Ya no firmo mis decretos. No puedo desperdiciar mi menguante energía intentando descifrar líneas de jeroglíficos que son tan estériles como la carretera de Ashkabad. Ya no conozco el país tan bien como antes: es lo que sucede cuando  los lacayos dejan de traerte decretos para firmar. Entonces, ya no puedes decir en qué dirección apuntará el bicéfalo dios del tiempo. Pierdes tu don de la profecía, y no puedes predecir el futuro por los patrones que se forman en la roja cera del sello real. Es un sacrificio, pero lo acepto con elegancia estoica. Un principio del crecimiento: conforme envejeces, tus necesidades son cada vez menores. O así deberían ser. Pero no debo moralizar. Nunca fue mi costumbre hacerlo, ni tengo autoridad para acuñar preceptos para los demás.

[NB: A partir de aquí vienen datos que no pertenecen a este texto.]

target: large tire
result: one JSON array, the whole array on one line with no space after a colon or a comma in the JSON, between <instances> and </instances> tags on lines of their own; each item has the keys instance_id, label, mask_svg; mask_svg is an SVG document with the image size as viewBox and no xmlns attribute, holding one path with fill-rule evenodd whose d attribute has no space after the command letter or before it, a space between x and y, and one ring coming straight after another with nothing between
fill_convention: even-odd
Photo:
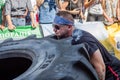
<instances>
[{"instance_id":1,"label":"large tire","mask_svg":"<svg viewBox=\"0 0 120 80\"><path fill-rule=\"evenodd\" d=\"M70 40L48 37L1 43L1 80L98 80L83 55L84 45L72 46Z\"/></svg>"}]
</instances>

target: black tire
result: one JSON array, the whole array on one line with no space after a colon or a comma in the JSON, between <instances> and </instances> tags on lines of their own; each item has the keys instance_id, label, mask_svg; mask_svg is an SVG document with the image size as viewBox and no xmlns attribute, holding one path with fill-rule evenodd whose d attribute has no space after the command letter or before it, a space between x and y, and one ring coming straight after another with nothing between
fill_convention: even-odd
<instances>
[{"instance_id":1,"label":"black tire","mask_svg":"<svg viewBox=\"0 0 120 80\"><path fill-rule=\"evenodd\" d=\"M84 45L72 46L70 40L48 37L1 43L0 80L98 80L83 55Z\"/></svg>"}]
</instances>

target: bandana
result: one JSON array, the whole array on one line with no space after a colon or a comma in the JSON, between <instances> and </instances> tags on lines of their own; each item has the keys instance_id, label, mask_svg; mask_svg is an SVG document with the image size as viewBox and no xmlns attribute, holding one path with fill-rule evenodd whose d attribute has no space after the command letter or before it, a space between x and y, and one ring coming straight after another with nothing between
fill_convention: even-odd
<instances>
[{"instance_id":1,"label":"bandana","mask_svg":"<svg viewBox=\"0 0 120 80\"><path fill-rule=\"evenodd\" d=\"M54 22L53 24L59 24L59 25L72 25L74 26L74 23L63 18L63 17L60 17L60 16L56 16L55 19L54 19Z\"/></svg>"}]
</instances>

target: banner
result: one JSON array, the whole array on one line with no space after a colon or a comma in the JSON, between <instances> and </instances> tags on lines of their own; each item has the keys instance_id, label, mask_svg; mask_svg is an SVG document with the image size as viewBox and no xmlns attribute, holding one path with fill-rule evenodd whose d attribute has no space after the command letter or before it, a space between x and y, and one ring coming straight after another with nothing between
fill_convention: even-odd
<instances>
[{"instance_id":1,"label":"banner","mask_svg":"<svg viewBox=\"0 0 120 80\"><path fill-rule=\"evenodd\" d=\"M0 30L0 41L3 41L8 38L13 39L23 39L30 35L35 34L37 38L42 38L42 30L38 26L36 28L32 28L31 25L28 26L17 26L15 30L10 31L8 28L5 28L4 30Z\"/></svg>"}]
</instances>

Cuando era joven, apenas diecisiete, quise Ashkabad y Deha al este, y Shrath en los lejanas fronteras del oeste, y Gelesh, ese lugar de horizontes que se desvanecen, donde el cielo se hunde en el mar y los capitanes de navíos de altos mástiles no saben si navegan entre mareas o en las nubes. En pocas palabras: toda la extensión del imperio, ni un distrito menos. No podía esperar, aquí que maté a todos mis rivales, reales o imaginarios, en el campo de batalla o por engaños, en singular combate o en el potro de torturas. Así acabo mi padre, y mis hermanos, mis primos, en otras palabras, contendientes y pretendientes, y después, mis propios prudentes consejeros. Ese tipo de matanza era la costumbre, por supuesto. Mi padre lo hizo antes que yo, y su padre antes que él: así que ¿quién era yo para romper con la tradición familiar?

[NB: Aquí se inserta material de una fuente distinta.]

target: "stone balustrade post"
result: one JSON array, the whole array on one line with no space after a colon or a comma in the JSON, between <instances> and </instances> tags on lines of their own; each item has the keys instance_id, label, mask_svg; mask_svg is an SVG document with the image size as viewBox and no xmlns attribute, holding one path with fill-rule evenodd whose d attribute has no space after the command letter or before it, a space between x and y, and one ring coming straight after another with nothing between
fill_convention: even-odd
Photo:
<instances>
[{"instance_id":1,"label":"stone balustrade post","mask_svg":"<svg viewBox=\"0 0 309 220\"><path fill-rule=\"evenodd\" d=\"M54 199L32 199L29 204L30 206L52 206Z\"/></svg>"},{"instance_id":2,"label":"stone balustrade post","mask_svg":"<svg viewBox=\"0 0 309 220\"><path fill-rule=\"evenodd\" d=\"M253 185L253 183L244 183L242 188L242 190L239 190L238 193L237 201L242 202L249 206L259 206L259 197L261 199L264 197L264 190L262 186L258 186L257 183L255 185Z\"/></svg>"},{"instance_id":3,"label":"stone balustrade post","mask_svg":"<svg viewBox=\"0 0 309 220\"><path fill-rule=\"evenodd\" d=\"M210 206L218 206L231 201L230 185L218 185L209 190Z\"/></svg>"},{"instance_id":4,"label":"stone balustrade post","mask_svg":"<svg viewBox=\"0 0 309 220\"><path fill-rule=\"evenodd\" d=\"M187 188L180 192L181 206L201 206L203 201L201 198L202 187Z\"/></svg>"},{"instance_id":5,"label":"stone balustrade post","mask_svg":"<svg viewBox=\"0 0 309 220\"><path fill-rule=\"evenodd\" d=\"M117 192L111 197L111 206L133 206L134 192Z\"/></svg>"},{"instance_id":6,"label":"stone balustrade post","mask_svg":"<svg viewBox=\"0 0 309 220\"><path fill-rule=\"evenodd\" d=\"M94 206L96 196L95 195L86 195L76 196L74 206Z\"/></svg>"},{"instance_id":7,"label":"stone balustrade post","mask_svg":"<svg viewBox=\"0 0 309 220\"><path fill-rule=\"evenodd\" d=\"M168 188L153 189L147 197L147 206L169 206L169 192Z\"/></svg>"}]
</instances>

Y aquí estoy ahora, el precipitado de estos deseos tan complicados, estas sanguinarias espirales de genes: tumbado bajo esta cúpula, reseco por el calor del sur como una cáscara amarillenta. El panorama ante mis ojos está vacío, a excepción de una roca, y por fin, de un cuervo. Y poco después una nube del azul del trueno, cantando para sí misma, que irá navegando a otro lugar para soltar su carga de lluvia.

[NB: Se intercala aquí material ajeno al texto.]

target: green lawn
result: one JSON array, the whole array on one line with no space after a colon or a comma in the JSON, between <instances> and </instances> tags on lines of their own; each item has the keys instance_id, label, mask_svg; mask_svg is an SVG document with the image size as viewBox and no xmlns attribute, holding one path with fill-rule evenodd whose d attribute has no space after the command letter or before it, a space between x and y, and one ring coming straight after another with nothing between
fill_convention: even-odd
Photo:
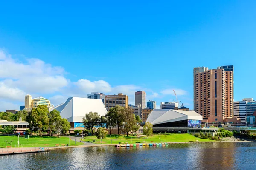
<instances>
[{"instance_id":1,"label":"green lawn","mask_svg":"<svg viewBox=\"0 0 256 170\"><path fill-rule=\"evenodd\" d=\"M143 142L145 141L145 142L150 143L151 141L153 141L154 143L168 142L195 142L196 138L189 134L179 134L172 135L154 135L153 136L150 136L147 139L146 138L143 139L143 137L138 138L137 137L129 136L128 137L126 135L112 135L111 137L107 136L105 139L102 139L102 144L110 144L111 140L112 139L112 144L117 144L119 142L128 142L129 144L134 143L135 142ZM143 137L144 138L144 137ZM160 138L160 139L159 138ZM83 140L84 141L93 142L93 140L95 140L96 143L100 143L100 139L97 139L96 136L91 136L85 137ZM201 138L196 138L196 140L201 142L209 142L215 141L212 140L206 139Z\"/></svg>"},{"instance_id":2,"label":"green lawn","mask_svg":"<svg viewBox=\"0 0 256 170\"><path fill-rule=\"evenodd\" d=\"M7 141L7 142L5 141ZM69 137L58 137L43 136L41 138L38 136L29 136L29 139L25 139L20 136L20 147L47 147L49 146L55 146L56 144L61 145L61 144L69 144ZM18 136L0 136L0 147L6 147L6 146L11 146L15 147L18 147ZM76 142L77 145L83 144L82 142ZM70 140L70 145L75 145L75 141Z\"/></svg>"}]
</instances>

No se puede amarrar la mente aquí: me hundo en sueños. La cúpula se dobla a mi alrededor como una placenta de mármol. El sol salpica de dorado el color castaño de unos ojos recordados. Todo es frío y marmóreo al tacto. Me hundo aún más. Un rostro blanco como la tiza y la rasgada caída de una media luna de acero. Y después una banda de mercenarios con dientes de sierra, abriéndose camino entre los espacios de las colinas, precipitándose por valles donde los herreros han olvidado las delicadas artes del alfanje y la brida. Me hundo hacia el norte para encontrarme con los ancestros de mi madre, que bajan de nuevo, sobre las laderas del este.

El cielo es hoy un finísimo tejido. Si pudiera, lo humedecería con las pocas lágrimas que me quedan, y lo vería arrugarse, y destrozaría sus pliegues con mis propias manos. ¿Quién iba a creer que soy el emperador Alamgir?